Chester noticed Mitchell jump visibly at something he saw out the window and Chester got up, talking and inveigling Rosie the while, and without appearing to do so, looked down on the studio street below. There seemed to be a small camera crew idly waiting outside, next to a panel truck on the side of which were the words “Amusement Now!” The phone rang on the huge wooden slab desk. Mitchell started out the door.
“Damn. I know what they want. Tell them we’re on the way, coach.” He always called Val “coach” when he was happy.
“Let’s walk over to the stage. We’re just over on six. They’re set up and ready to go, or at least they’re supposed to be,” said Mitchell. Val picked up the phone.
“Last shot, boss. They want you. Car is waiting.”

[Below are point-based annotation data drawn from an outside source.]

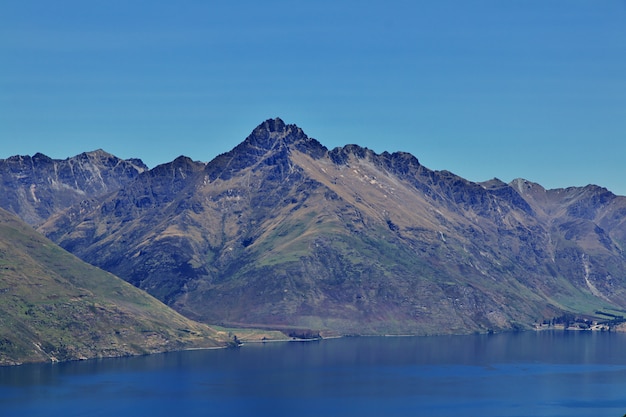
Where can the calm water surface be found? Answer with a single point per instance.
(522, 374)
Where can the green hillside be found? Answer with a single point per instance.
(55, 307)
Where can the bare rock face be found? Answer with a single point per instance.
(36, 187)
(283, 232)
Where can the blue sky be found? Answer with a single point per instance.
(533, 89)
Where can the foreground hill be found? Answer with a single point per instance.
(36, 187)
(54, 306)
(281, 231)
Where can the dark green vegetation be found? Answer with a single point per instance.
(282, 232)
(55, 307)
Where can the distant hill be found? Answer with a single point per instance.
(282, 231)
(53, 306)
(36, 187)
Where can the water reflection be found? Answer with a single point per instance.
(546, 373)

Mitchell said he wanted to walk over, for God’s sake, like a normal person. Did he have to be driven everywhere? It was only a couple of blocks and Val rolled her eyes. Mitchell led the way out, treating Rosie like a queen. For a moment, Chester was horribly jealous but at that moment his head swelled up to about twice its size and he had a rushy feeling of little neon bugs all around him and he asked if he could use the phone and he’d catch up with them in a minute and he sat down and everyone left. He could hear Mitchell talking away, chattering like a kid.
“I heard things are crazy up at home. The mountain is erupting? Like Mt. St. Helens?”
“It’s nothing, a little runoff, a little steam vent. There was a lot of snow this winter,” said Jim Rook, sounding like a shill for the Beaverteeth Chamber of Commerce.
“Ha!” snorted Rosie. “That’s not what I heard. The New York Times says it’s going to blow sky high. It’ll probably take Chester’s stupid parade and all of us with it.”
Chester could hear Mitchell’s delighted laugh fade away. He turned to the milk-white child floating in the copper basin in the black sea and asked him if any of this were true, but the child replied that he had nothing to do with the future and began to sing a little tune.
“I dreamed I went to Hillbilly Heaven,” the child sang. Then he stopped and looked at Chester. “Make the call, big guy,” said the white child. “Nothing is ordained.”